Ora, a Altice Portugal acredita existirem motivos para avançar com o processo. Em causa, o calendário para o 5G, que abrange um processo de migração da frequência da Televisão Digital Terrestre (TDT) e um leilão de frequências com início marcado para abril de 2020. Nos últimos meses, a operadora (que é responsável pela TDT) e o regulador têm protagonizado um pingue-pongue de críticas e acusações, o que levou a empresa a dizer basta, partindo agora para uma tentativa de afastar a liderança do regulador.
A Altice Portugal considera que, não obstante o estatuto de independência do regulador, estão verificadas as condições previstas nos seus Estatutos (artigo 24.º) que justificam a dissolução do Conselho de Administração da Anacom.
“Sobre as declarações proferidas pelo presidente da Anacom relativas à migração do serviço TDT e consultas relativas ao 5G em Portugal, elas consistem apenas numa tentativa de maquilhar a total incompetência e descontrolo na gestão de todo o processo, refletindo um irrealismo absolutamente assustador. É impensável que alguém com a responsabilidade de regulação neste setor venha a público garantir o que é impossível de garantir, demonstrando um desconhecimento absoluto das áreas em apreço”, critica a Altice no comunicado onde pede a dissolução.

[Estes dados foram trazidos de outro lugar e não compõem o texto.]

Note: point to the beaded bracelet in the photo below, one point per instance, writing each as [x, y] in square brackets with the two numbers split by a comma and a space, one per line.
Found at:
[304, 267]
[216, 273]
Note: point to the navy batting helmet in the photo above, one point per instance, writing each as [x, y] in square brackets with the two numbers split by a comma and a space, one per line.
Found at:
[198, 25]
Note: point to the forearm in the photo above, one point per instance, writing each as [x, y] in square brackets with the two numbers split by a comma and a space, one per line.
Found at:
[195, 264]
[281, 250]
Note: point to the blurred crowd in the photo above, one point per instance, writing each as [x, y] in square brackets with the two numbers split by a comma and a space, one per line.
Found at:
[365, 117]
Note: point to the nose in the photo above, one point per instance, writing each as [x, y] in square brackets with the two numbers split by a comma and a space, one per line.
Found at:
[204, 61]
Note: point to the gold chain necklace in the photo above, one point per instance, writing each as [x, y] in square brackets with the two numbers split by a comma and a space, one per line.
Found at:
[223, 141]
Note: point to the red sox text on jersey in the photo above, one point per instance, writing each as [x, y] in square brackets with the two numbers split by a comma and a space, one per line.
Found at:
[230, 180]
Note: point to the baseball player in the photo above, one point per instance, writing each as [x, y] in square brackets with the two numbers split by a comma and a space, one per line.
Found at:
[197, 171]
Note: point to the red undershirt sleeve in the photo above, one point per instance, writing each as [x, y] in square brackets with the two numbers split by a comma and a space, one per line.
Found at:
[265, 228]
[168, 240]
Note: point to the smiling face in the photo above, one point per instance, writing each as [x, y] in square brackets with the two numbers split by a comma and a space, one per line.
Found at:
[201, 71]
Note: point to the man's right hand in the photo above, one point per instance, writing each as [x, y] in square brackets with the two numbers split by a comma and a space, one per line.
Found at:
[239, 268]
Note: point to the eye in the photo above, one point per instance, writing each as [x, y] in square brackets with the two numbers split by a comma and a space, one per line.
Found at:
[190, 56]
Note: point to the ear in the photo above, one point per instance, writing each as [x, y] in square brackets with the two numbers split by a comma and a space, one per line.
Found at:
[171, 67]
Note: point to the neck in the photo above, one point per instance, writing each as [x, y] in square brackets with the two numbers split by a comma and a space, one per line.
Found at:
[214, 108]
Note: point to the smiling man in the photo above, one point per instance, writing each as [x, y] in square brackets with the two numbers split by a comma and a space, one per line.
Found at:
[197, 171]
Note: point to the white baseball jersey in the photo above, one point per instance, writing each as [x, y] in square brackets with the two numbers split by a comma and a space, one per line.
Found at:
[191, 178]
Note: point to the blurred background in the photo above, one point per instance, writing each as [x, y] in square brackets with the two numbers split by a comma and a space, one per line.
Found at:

Assim, para a operadora liderada por Alexandre Fonseca, chegou-se “a uma situação incomportável, que já ultrapassa o âmbito do setor e o contexto das telecomunicações, onde todos os limites são ultrapassados e onde impera uma ausência de verdade, com declarações vagas e vazias, que apenas pretendem esconder a realidade que, infelizmente, já muito prejudica o país”. A empresa considera ainda que esta oposição à postura da Anacom “é já merecedora de amplo consenso na esmagadora maioria dos agentes económicos envolvidos, direta ou indiretamente”.
Esta não é a primeira vez que a Altice Portugal pede a demissão do presidente da Anacom. A empresa já o sugeriu no passado. No entanto, este é o primeiro passo assumido e concreto de embate com a entidade que policia as telecoms, mais concretamente através da pressão que é exercida sobre o Conselho de Ministros, o órgão que pode desencadear o processo para tentar demitir a liderança da Anacom.
Para além dos jornais, a “guerra” entre Altice Portugal e a Anacom tem sido combatida nos tribunais. No episódio mais recente, a dona da Meo avançou para o Tribunal Administrativo para tentar impugnar juridicamente o calendário da Anacom para a migração da TDT. Este processo é importante na medida em que a faixa do espetro que vai ser libertada é necessária ao desenvolvimento do 5G na Europa.
Face às acusações de que tem sido alvo, a Anacom, reiteradamente, tem recusado ser um obstáculo ao desenvolvimento do setor. Pelo contrário, o regulador tem vindo a justificar as medidas com o interesse público e a defesa dos direitos dos consumidores. Por exemplo, numa das propostas mais recentes, a Anacom obrigou as operadoras a fornecerem gratuitamente aos clientes um novo tipo de fatura, onde é indicado, com detalhe, o período de fidelização a que o cliente está sujeito e quanto tem de pagar se quiser quebrar o vínculo.
Além disso, João Cadete de Matos tem vindo a introduzir no debate uma nova medida, chamada roaming nacional, através da qual se prepara para obrigar as operadoras de 5G a partilharem infraestruturas no interior do país, de forma a acelerar o lançamento da tecnologia em localidades mais remotas. Por sua vez, esta medida tem sido duramente criticada pelas empresas de telecomunicações.